004  Rasulullah (s.a.v.) Efendimize salavat getirmek


Değerli okuyucularım,

Beşinci boyutta bizlere ulaşan ve bizlerin olgun insanlar haline gelmemizi sağlayan ilahi feyzler ve ilahi rahmetin en önemli vasıtası, kuşkusuz, Rasulullah (s.a.v.) Efendimizdir. Allahü Tealâ, onun için:

“Biz seni ancak alemlere rahmet olarak gönderdik!” [Enbiya, 107]

buyurdu. O, ümmetine çok düşkün ve onlara karşı çok merhametlidir. Onun bu durumu Kur'anda;

“Andolsun size içinizden öyle bir peygamber geldi ki, gayet izzetli ve şereflidir. Sıkıntıya düşmeniz ona çok ağır gelir, üstünüze titrer, müminlere gayet merhametli ve şefkatlidir.” [Tevbe, 128]

ifadeleriyle anlatılıyor.

O sebeple o rahmet nuru Peygamberi, rahmet ve dua ile anmak, hepimiz için en önemli görevlerden biridir, bir vefa ve minnet borcudur. Allahü Tealâ;

"Şüphesiz ki Allah ve melekleri peygambere salavat getirirler. Ey iman edenler! Siz de onun için salat ve selam getirin." (Ahzab, 56)

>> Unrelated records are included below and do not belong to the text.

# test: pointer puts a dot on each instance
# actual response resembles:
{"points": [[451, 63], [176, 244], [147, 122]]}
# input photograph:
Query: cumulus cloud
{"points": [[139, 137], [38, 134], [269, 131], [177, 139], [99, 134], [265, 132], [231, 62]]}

buyurdu. Hadis-i şeriflerde de:

"Her gün yüz defa salevat getiren, münafıklıktan ve Cehennem ateşinden uzaklaşır ve kıyamette şehitlerle beraber olur." [Taberani]

"Bana bir salât getirene, Allah ve melekleri yetmiş salât getirir." [İ. Ahmed]

"Kıyamette bana en yakın olan, en çok salevat getirendir." [Tirmizi]

"Bir kimse, bana salevat getirdiği sürece, melekler de, onun için istiğfar eder. Artık isteyen az, isteyen çok salevat getirsin." [İ. Ahmed]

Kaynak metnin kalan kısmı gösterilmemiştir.